Aus fast aussichtsloser Lage hat sich Werder Bremen in die Relegation gerettet – dank eines furiosen Siegs gegen Köln und der Hilfe von Union Berlin.

Endlich mal wieder ein Grund zum Feiern: Werder in der Relegation Foto: Mohssen Assanimoghaddam/dpa

Bremen taz | Sieben Minuten reichten, um die Endzeitstimmung, die sich rund um Werder Bremen über Monate aufgebaut hatte, zu vertreiben. Die Vorberichte zum 1900. Bundesliga-Spiel lasen sich wie Nachrufe. Nach der 1:3-Niederlage bei Mainz 05 schien auch die letzte Chance auf den Klassenerhalt verspielt.

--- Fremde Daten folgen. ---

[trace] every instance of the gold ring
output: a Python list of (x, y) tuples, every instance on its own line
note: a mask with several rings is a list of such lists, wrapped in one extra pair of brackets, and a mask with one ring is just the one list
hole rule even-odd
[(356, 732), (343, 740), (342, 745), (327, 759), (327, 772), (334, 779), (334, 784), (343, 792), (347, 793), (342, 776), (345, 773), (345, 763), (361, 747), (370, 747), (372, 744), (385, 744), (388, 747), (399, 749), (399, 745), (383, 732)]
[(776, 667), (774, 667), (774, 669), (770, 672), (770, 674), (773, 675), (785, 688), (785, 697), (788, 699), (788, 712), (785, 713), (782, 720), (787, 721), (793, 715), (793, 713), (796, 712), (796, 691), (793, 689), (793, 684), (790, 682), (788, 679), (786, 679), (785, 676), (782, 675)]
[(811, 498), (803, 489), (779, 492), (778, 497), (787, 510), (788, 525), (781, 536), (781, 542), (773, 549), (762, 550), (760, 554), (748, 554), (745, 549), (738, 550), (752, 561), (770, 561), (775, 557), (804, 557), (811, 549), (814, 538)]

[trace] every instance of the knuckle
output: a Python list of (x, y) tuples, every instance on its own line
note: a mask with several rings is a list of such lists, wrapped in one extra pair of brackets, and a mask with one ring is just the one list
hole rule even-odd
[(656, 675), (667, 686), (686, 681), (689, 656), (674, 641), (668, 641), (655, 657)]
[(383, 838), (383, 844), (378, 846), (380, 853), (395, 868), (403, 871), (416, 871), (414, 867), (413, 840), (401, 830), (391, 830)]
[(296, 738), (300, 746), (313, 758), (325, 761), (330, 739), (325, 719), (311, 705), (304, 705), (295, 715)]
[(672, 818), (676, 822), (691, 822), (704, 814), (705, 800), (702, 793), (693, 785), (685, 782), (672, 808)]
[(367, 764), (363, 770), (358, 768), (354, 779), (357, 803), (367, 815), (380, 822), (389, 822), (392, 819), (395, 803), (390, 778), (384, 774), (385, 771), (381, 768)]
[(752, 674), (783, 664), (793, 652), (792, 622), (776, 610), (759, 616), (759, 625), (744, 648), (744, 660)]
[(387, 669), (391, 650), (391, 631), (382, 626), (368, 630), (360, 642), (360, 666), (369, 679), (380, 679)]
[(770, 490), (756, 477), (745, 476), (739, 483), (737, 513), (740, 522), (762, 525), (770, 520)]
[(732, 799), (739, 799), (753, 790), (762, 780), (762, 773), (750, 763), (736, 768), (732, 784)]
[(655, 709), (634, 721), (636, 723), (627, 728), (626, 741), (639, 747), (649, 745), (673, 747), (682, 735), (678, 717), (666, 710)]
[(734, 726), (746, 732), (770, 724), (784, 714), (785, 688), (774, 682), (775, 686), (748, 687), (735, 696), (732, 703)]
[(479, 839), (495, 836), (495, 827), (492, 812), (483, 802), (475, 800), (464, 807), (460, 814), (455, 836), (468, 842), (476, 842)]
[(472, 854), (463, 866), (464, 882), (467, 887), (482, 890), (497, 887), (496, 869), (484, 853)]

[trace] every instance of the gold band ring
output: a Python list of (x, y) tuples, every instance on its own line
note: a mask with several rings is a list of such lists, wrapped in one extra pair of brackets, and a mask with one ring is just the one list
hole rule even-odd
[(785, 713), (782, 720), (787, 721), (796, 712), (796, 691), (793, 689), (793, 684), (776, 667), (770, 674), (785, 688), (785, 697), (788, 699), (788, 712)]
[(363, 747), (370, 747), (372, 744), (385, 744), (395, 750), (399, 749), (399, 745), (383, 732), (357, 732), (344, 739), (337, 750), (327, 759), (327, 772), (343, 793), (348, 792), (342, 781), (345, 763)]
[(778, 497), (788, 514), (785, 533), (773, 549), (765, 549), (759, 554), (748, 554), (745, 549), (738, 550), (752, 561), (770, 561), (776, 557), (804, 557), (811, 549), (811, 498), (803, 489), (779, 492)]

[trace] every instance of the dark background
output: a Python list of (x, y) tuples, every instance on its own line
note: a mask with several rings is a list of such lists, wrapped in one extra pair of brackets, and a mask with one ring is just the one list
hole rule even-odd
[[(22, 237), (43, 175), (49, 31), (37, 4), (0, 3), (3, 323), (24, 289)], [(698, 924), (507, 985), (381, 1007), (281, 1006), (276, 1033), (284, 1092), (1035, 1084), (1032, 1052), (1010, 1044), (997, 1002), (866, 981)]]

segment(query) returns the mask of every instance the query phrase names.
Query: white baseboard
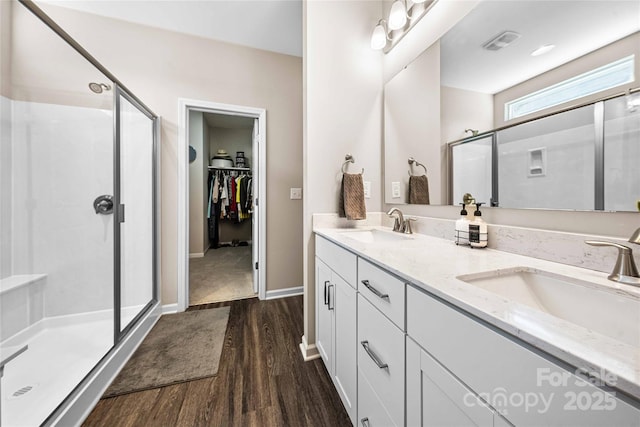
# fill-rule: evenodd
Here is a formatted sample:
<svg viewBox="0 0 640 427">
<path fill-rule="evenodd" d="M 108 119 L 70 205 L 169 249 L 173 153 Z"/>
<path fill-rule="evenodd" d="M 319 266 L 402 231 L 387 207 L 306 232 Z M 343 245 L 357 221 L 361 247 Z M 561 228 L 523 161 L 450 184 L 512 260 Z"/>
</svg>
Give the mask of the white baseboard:
<svg viewBox="0 0 640 427">
<path fill-rule="evenodd" d="M 276 289 L 273 291 L 267 291 L 265 299 L 276 299 L 293 297 L 304 294 L 304 287 L 296 286 L 294 288 Z"/>
<path fill-rule="evenodd" d="M 177 312 L 178 312 L 177 303 L 165 304 L 162 306 L 162 314 L 171 314 L 171 313 L 177 313 Z"/>
<path fill-rule="evenodd" d="M 320 357 L 318 347 L 316 347 L 315 344 L 309 345 L 307 343 L 307 337 L 304 335 L 302 336 L 302 342 L 300 343 L 300 352 L 302 353 L 302 358 L 305 362 L 318 359 Z"/>
</svg>

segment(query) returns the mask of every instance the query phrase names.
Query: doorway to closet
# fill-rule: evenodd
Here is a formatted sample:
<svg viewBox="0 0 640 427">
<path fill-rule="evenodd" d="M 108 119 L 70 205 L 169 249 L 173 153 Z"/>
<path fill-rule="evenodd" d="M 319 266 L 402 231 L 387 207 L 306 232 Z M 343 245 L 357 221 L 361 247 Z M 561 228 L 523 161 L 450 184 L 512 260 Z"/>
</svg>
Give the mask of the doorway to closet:
<svg viewBox="0 0 640 427">
<path fill-rule="evenodd" d="M 265 112 L 198 101 L 183 101 L 183 107 L 188 191 L 178 309 L 260 296 Z"/>
</svg>

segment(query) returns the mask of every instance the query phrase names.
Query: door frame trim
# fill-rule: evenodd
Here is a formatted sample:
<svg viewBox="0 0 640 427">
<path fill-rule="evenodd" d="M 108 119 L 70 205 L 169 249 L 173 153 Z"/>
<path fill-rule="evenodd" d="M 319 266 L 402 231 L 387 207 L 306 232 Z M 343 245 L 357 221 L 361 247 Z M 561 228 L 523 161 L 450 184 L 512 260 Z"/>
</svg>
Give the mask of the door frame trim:
<svg viewBox="0 0 640 427">
<path fill-rule="evenodd" d="M 242 105 L 222 104 L 196 99 L 178 100 L 178 236 L 177 236 L 177 300 L 178 312 L 189 307 L 189 111 L 228 114 L 258 119 L 258 297 L 266 298 L 266 211 L 267 211 L 267 110 Z M 255 168 L 255 165 L 254 165 Z M 253 233 L 253 231 L 252 231 Z"/>
</svg>

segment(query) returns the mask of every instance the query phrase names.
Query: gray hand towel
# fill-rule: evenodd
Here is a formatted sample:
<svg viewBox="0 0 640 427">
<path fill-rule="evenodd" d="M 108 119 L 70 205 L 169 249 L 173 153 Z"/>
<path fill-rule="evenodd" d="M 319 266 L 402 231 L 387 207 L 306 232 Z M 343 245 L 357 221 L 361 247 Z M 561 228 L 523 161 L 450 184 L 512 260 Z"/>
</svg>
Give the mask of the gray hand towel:
<svg viewBox="0 0 640 427">
<path fill-rule="evenodd" d="M 342 174 L 338 216 L 347 219 L 366 219 L 367 209 L 364 205 L 364 183 L 362 174 Z"/>
<path fill-rule="evenodd" d="M 429 204 L 429 180 L 426 175 L 409 177 L 409 203 L 412 205 Z"/>
</svg>

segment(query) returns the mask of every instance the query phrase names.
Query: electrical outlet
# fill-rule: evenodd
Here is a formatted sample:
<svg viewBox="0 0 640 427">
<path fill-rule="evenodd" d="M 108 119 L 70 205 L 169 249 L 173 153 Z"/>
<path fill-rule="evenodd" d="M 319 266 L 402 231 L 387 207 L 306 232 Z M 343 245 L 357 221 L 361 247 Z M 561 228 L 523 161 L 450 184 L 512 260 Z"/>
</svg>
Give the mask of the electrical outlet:
<svg viewBox="0 0 640 427">
<path fill-rule="evenodd" d="M 392 199 L 400 198 L 400 182 L 399 181 L 393 181 L 391 183 L 391 198 Z"/>
<path fill-rule="evenodd" d="M 365 199 L 371 198 L 371 181 L 364 182 L 364 198 Z"/>
<path fill-rule="evenodd" d="M 302 199 L 302 188 L 290 188 L 289 189 L 289 198 L 291 200 L 300 200 L 300 199 Z"/>
</svg>

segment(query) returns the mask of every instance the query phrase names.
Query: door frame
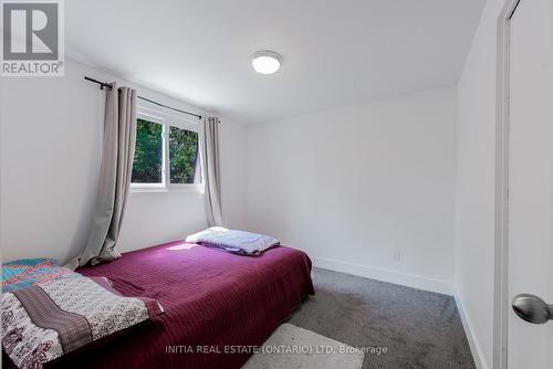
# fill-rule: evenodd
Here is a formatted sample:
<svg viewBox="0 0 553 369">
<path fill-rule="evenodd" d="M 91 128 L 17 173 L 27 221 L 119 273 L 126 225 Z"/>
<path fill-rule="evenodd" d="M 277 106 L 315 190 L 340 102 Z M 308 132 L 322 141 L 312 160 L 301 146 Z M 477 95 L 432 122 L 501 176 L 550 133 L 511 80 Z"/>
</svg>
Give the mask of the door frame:
<svg viewBox="0 0 553 369">
<path fill-rule="evenodd" d="M 495 209 L 493 368 L 508 368 L 509 296 L 509 122 L 510 122 L 510 25 L 522 0 L 505 0 L 498 19 L 495 110 Z"/>
</svg>

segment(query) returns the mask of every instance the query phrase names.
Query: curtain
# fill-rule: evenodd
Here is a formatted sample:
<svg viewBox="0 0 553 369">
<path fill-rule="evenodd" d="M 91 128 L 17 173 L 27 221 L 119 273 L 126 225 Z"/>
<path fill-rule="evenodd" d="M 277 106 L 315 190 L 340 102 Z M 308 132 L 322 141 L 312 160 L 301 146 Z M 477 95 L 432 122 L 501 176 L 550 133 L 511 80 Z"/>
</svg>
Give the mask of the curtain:
<svg viewBox="0 0 553 369">
<path fill-rule="evenodd" d="M 219 165 L 219 119 L 206 117 L 204 120 L 204 181 L 206 187 L 206 215 L 209 226 L 222 225 L 221 175 Z"/>
<path fill-rule="evenodd" d="M 106 88 L 104 141 L 96 207 L 91 233 L 79 265 L 121 256 L 115 250 L 131 186 L 136 139 L 136 91 Z"/>
</svg>

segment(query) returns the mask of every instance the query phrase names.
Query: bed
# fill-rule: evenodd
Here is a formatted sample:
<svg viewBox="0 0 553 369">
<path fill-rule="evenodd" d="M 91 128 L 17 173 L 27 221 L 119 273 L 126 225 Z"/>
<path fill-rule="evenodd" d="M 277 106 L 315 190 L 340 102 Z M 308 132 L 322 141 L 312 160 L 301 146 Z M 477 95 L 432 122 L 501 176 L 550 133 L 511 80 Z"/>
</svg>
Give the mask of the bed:
<svg viewBox="0 0 553 369">
<path fill-rule="evenodd" d="M 314 294 L 309 256 L 284 246 L 250 257 L 174 242 L 77 272 L 155 298 L 166 314 L 46 368 L 240 368 L 248 346 L 261 345 Z"/>
</svg>

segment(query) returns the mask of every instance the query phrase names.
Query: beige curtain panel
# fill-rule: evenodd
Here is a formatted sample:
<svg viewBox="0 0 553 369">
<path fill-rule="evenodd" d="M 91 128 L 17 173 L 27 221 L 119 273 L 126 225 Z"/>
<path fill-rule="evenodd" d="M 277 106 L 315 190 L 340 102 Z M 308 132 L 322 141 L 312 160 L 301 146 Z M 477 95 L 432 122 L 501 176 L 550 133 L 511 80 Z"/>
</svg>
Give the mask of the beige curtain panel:
<svg viewBox="0 0 553 369">
<path fill-rule="evenodd" d="M 136 139 L 136 91 L 106 88 L 104 143 L 96 208 L 86 249 L 79 265 L 121 256 L 115 250 L 131 187 Z"/>
<path fill-rule="evenodd" d="M 221 175 L 219 164 L 219 119 L 206 117 L 204 120 L 204 180 L 206 187 L 206 215 L 209 226 L 222 225 Z"/>
</svg>

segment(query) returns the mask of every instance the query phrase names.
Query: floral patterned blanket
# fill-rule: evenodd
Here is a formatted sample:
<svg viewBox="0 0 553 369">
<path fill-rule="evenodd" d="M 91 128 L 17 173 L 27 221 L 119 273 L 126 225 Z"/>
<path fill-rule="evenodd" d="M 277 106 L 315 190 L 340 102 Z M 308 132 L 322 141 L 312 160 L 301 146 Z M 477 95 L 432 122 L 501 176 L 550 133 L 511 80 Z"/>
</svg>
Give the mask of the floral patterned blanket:
<svg viewBox="0 0 553 369">
<path fill-rule="evenodd" d="M 19 368 L 41 368 L 83 345 L 163 313 L 155 299 L 124 297 L 107 278 L 82 275 L 4 292 L 0 308 L 2 346 Z"/>
</svg>

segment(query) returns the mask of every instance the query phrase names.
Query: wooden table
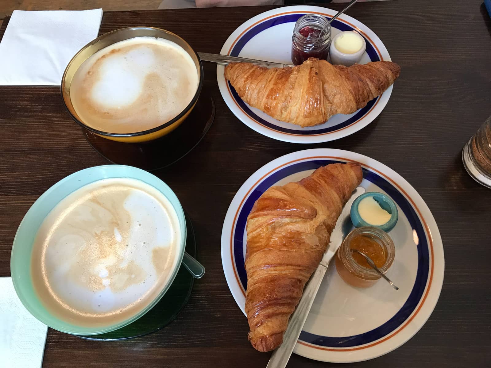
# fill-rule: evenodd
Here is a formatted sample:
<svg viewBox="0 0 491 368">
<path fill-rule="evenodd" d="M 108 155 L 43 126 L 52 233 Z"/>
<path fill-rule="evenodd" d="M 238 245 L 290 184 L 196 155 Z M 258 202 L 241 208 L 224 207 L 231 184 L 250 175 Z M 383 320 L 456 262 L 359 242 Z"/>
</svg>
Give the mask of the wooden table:
<svg viewBox="0 0 491 368">
<path fill-rule="evenodd" d="M 247 342 L 247 321 L 223 276 L 223 218 L 236 191 L 257 169 L 285 154 L 319 147 L 367 155 L 402 175 L 428 204 L 445 247 L 443 289 L 423 328 L 396 350 L 349 366 L 491 366 L 491 190 L 474 182 L 461 159 L 464 143 L 491 114 L 491 21 L 481 3 L 413 0 L 352 8 L 350 15 L 380 37 L 402 73 L 380 116 L 334 142 L 287 143 L 253 131 L 227 107 L 215 66 L 205 63 L 206 90 L 217 107 L 215 123 L 191 153 L 157 174 L 193 221 L 206 275 L 195 283 L 177 318 L 158 333 L 102 342 L 50 329 L 43 366 L 265 367 L 270 354 L 256 351 Z M 100 33 L 160 27 L 183 36 L 197 51 L 218 53 L 236 27 L 269 8 L 107 12 Z M 107 163 L 65 112 L 59 87 L 0 87 L 0 276 L 10 274 L 16 230 L 36 199 L 70 174 Z M 294 355 L 289 367 L 334 365 Z"/>
</svg>

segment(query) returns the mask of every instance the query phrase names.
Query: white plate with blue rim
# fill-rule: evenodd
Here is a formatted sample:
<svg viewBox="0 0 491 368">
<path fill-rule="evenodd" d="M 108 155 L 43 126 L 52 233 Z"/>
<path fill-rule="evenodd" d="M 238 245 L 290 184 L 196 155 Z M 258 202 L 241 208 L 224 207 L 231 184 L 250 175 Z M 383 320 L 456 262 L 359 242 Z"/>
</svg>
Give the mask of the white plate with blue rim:
<svg viewBox="0 0 491 368">
<path fill-rule="evenodd" d="M 387 275 L 399 289 L 382 280 L 368 288 L 353 287 L 331 263 L 294 350 L 324 362 L 358 362 L 388 353 L 417 332 L 433 312 L 443 281 L 443 247 L 419 194 L 395 171 L 366 156 L 331 149 L 300 151 L 272 161 L 246 181 L 230 204 L 221 234 L 225 278 L 244 312 L 246 224 L 254 202 L 273 185 L 298 181 L 321 166 L 351 161 L 361 164 L 366 191 L 385 193 L 397 206 L 399 220 L 389 233 L 395 259 Z M 246 335 L 245 331 L 245 339 Z"/>
<path fill-rule="evenodd" d="M 319 6 L 294 6 L 262 13 L 245 22 L 225 41 L 220 53 L 268 61 L 291 64 L 292 35 L 297 20 L 307 13 L 330 18 L 337 12 Z M 366 51 L 360 61 L 390 61 L 382 41 L 366 26 L 343 14 L 331 24 L 332 37 L 343 31 L 355 30 L 365 38 Z M 224 67 L 217 67 L 217 79 L 223 100 L 232 112 L 249 128 L 279 140 L 297 143 L 315 143 L 334 140 L 349 135 L 366 127 L 387 105 L 392 92 L 390 86 L 366 106 L 350 115 L 337 114 L 327 122 L 315 127 L 302 128 L 280 122 L 242 101 L 223 77 Z"/>
</svg>

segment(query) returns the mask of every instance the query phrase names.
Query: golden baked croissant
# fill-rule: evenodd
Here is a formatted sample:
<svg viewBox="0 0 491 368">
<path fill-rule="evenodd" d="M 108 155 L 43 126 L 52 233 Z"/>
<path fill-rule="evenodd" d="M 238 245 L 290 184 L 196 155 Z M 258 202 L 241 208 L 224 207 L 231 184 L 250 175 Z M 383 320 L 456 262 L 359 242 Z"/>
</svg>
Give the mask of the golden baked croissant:
<svg viewBox="0 0 491 368">
<path fill-rule="evenodd" d="M 351 114 L 389 88 L 401 67 L 375 61 L 347 67 L 310 57 L 301 65 L 268 69 L 250 63 L 225 68 L 239 96 L 280 121 L 322 124 L 335 114 Z"/>
<path fill-rule="evenodd" d="M 343 207 L 361 182 L 357 162 L 317 169 L 300 182 L 273 186 L 247 222 L 246 313 L 260 351 L 283 342 L 288 319 L 319 265 Z"/>
</svg>

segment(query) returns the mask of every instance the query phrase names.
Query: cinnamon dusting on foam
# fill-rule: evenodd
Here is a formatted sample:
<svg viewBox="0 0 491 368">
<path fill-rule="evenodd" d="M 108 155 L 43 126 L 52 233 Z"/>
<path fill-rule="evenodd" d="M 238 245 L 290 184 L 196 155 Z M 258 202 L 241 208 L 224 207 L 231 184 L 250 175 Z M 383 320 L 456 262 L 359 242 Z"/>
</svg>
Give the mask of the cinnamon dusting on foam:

Nun benötigte die Mannschaft neben einem eigenen, möglichst hohen Sieg gegen den 1. FC Köln auch noch die Schützenhilfe von Union Berlin, das zeitgleich gegen Fortuna Düsseldorf antrat, den einzig verbliebenen Konkurrenten um den Relegationsplatz. „Immer weiter mit Eisern Union“ – als Nina Hagens Version der Union-Hymne vor dem Anpfiff durchs fast leere Weser-Stadion röhrte, wirkte das wie der verzweifelte Versuch, mittels Fernbeschwörung doch noch irgendwie Einfluss auf das zu nehmen, was sich 400 Kilometer weiter östlich abspielte.

Doch dann erzielten die Bremer nach nervösem Beginn zwischen der 22. und 29. Minute drei Tore – in allen vorherigen sechzehn Heimspielen zusammen waren es nur neun gewesen. Die Abwehr der Kölner wirkte dabei so löchrig, dass ein Sieg mit vier Toren Abstand in den Bereich des Möglichen rückte. Der hätte selbst bei einem Punktgewinn der Düsseldorfer für den 16. Platz gereicht.

Aufgedreht wirbelten die zuvor lange Zeit gehemmt wirkenden Torschützen Milot Rashica und Yuya Osako und der lange verletzte Niclas Füllkrug durch die Kölner Reihen. Als Stadionsprecher Arnd Zeigler mit dem 3:0 durch Füllkrug auch das 1:0 für Union Berlin meldete, steckte im Jubel des ohnehin durchgängig lauten Bremer Mini-Anhangs aus Betreuern und Ersatzspielern erstmals nicht nur Hoffnung, sondern auch Glaube.

Das Ziel: vier Tore vor

Trainer Florian Kohfeldt drehte sich nach der Stadiondurchsage Richtung Sprecherkabine um und legte den Finger auf die Lippen – als Signal, weitere Spielstände aus Berlin nicht mehr durchzusagen. Wenn man sich auf eines in dieser missratenen Saison bei der Werder-Mannschaft verlassen konnte: Immer dann, wenn es die Chance gab, sich aus dem Sumpf zu ziehen, wurde sie hektisch und rückte vom vorgegeben Plan ab. Umgekehrt entfaltete sie immer dann ihre größten Kräfte, wenn sie fast schon abgeschrieben war.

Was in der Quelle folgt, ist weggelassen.